Карский рейд - Вайнер Аркадий Александрович. Страница 20

— Что вы говорите, Чаплицкий!

— Да, да! Связь установлена. Вчера поздно вечером пришло сообщение от Миллера...

Берс подозрительно посмотрел на него:

— Интересно, но недостоверно. Вы — здесь, Севрюков — в Лондоне, а вчера у вас — сообщение?

— Ну и что?

— Это похоже на сочинения господина Жюля Верна.

Чаплицкий засмеялся:

— Вы мне не верите?

— Я— то вам верю, — пожал плечами Берс. — Но вы, судя по вашему рассказу, совсем не доверяете мне!

Чаплицкий закурил, выпустил в потолок клуб дыма:

— Берс, не говорите красиво. Вы мне верите, и я вам доверяю. Но не хочу обременять вашу память лишними сведениями. Если вам случится попасть в подвалы Чека, сами же будете меня благодарить.

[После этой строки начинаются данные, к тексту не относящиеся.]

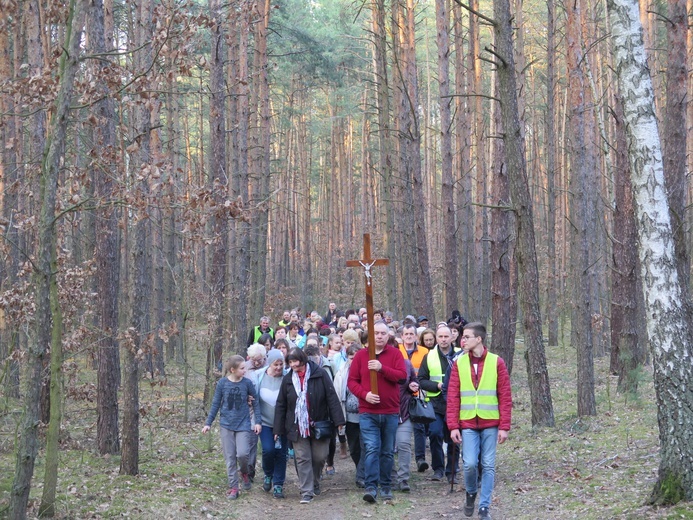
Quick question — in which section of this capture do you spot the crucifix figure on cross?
[347,233,390,395]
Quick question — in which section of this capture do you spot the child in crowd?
[202,356,262,500]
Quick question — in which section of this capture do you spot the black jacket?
[273,361,346,441]
[419,347,457,417]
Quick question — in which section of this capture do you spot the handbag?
[311,420,334,440]
[344,389,359,413]
[409,390,436,424]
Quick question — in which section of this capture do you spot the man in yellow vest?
[418,325,459,481]
[446,322,512,519]
[399,322,428,473]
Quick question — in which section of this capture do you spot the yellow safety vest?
[426,345,461,401]
[457,352,500,421]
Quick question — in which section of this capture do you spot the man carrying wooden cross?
[347,234,407,504]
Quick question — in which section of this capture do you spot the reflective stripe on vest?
[426,345,459,401]
[457,352,500,421]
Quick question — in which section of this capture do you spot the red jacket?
[347,345,407,415]
[445,347,513,431]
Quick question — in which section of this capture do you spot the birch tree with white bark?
[608,0,693,504]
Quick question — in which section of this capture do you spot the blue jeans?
[414,423,426,462]
[462,428,498,508]
[428,414,459,478]
[359,413,399,492]
[260,426,288,486]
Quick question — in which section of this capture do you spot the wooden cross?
[347,233,390,395]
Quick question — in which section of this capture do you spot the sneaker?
[363,489,378,504]
[262,475,272,493]
[464,493,476,516]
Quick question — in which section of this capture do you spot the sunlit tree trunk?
[566,0,597,416]
[9,0,84,519]
[607,0,693,504]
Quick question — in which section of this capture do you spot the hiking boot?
[262,475,272,493]
[431,469,445,482]
[464,493,476,516]
[363,489,378,504]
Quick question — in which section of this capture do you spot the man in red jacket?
[347,320,407,504]
[446,322,512,519]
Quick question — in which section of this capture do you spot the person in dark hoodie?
[274,348,346,504]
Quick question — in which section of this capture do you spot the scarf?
[291,364,310,438]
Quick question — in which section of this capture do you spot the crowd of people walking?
[202,303,512,519]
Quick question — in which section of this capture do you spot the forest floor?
[0,336,693,520]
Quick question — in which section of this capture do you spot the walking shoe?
[363,489,378,504]
[262,475,272,493]
[464,493,476,516]
[272,486,284,498]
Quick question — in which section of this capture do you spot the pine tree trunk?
[493,0,554,426]
[607,0,693,504]
[9,1,84,519]
[566,1,597,416]
[87,0,120,455]
[436,0,459,312]
[546,0,558,346]
[610,96,645,392]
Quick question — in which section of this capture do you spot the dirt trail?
[222,446,506,520]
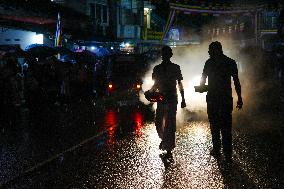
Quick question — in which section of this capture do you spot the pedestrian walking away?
[151,46,186,157]
[200,41,243,161]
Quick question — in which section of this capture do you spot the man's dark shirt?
[152,61,183,102]
[202,55,238,99]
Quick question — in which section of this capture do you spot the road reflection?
[104,110,118,145]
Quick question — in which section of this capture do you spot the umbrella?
[25,44,57,59]
[0,45,26,57]
[54,47,74,55]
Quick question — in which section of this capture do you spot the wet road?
[1,105,284,189]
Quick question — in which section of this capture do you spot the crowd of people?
[0,53,106,127]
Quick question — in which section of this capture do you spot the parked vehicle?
[106,54,147,106]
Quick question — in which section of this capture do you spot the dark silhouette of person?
[151,46,186,157]
[200,41,243,161]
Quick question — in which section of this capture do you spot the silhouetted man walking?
[151,46,186,157]
[200,41,243,160]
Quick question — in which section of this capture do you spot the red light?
[136,84,141,89]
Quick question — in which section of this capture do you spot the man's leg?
[221,112,232,158]
[155,103,164,139]
[163,102,177,152]
[207,102,221,155]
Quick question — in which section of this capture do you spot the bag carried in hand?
[144,90,164,102]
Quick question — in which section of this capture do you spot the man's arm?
[200,61,208,86]
[232,63,243,109]
[178,80,186,108]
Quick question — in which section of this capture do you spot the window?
[96,4,102,23]
[102,5,108,23]
[90,3,108,24]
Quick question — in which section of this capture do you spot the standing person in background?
[151,46,186,158]
[200,41,243,161]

— За что? — удивился Берс.

— За то, что вам вспомнить нечего...

К их столу подошел оборванный опухший человек в драных офицерских сапогах, долго недоверчиво всматривался в Чаплицкого и, наконец, бросился к нему:

— Петр Сигизмундович, голубчик! Дайте обнять вас, господин каперанг!

— Тсс— ть! — оборвал его Чаплицкий, резко толкнул его в живот, и тот плавно плюхнулся на стул.

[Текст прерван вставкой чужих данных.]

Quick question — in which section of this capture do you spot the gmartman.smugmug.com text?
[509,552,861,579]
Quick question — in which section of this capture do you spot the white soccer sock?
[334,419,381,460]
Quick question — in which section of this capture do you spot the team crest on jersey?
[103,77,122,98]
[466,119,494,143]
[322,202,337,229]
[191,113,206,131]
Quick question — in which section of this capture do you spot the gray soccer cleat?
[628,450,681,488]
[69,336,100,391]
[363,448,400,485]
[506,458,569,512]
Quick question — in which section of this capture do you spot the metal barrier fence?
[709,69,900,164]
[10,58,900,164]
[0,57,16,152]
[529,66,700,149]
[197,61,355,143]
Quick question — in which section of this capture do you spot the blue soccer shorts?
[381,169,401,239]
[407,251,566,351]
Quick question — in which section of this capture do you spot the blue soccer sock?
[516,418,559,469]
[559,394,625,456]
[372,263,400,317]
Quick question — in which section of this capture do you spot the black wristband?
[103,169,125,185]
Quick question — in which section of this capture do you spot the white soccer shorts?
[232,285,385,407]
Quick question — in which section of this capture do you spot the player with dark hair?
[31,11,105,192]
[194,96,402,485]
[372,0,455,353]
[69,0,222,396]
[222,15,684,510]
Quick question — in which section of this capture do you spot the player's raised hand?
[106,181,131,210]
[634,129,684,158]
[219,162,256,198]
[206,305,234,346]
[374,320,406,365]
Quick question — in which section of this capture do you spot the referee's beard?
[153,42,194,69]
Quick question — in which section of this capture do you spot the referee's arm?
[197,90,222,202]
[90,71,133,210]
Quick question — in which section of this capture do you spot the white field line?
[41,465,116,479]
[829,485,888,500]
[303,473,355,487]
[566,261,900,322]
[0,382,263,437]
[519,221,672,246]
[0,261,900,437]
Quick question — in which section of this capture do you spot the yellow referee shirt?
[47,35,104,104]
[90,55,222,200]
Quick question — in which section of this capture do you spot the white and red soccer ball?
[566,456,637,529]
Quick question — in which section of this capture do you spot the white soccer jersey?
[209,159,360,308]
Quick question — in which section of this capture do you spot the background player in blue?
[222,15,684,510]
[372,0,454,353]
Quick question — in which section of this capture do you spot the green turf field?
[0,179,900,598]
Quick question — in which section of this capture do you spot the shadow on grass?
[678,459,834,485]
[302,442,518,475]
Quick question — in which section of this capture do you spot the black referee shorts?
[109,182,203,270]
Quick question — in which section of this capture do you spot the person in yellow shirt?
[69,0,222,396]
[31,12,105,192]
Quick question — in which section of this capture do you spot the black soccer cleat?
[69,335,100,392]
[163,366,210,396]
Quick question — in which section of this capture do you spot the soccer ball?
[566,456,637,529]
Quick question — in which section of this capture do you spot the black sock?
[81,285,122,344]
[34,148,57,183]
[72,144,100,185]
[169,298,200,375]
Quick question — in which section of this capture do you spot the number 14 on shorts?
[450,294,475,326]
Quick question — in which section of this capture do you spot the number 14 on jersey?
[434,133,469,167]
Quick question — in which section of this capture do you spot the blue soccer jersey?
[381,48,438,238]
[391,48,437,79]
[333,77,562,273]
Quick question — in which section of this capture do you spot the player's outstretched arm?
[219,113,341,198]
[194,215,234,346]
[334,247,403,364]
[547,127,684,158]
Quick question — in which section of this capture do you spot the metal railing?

Чаплицкий наклонился к нему и сказал сквозь зубы:

— Еще раз на людях обнимешь — застрелю! Дурак! Твое счастье, что я тебя уже давно высмотрел, Колыванов.

— Слушаюсь! — подавленно прошептал Колыванов.

А Чаплицкий кивнул на него ротмистру:

— Полюбуйтесь, Берс, на нашу гвардию: поручик Семеновского полка Алексей Дмитриевич Колыванов. — И, повернувшись к офицеру, гневно бросил: — В каком вы виде?!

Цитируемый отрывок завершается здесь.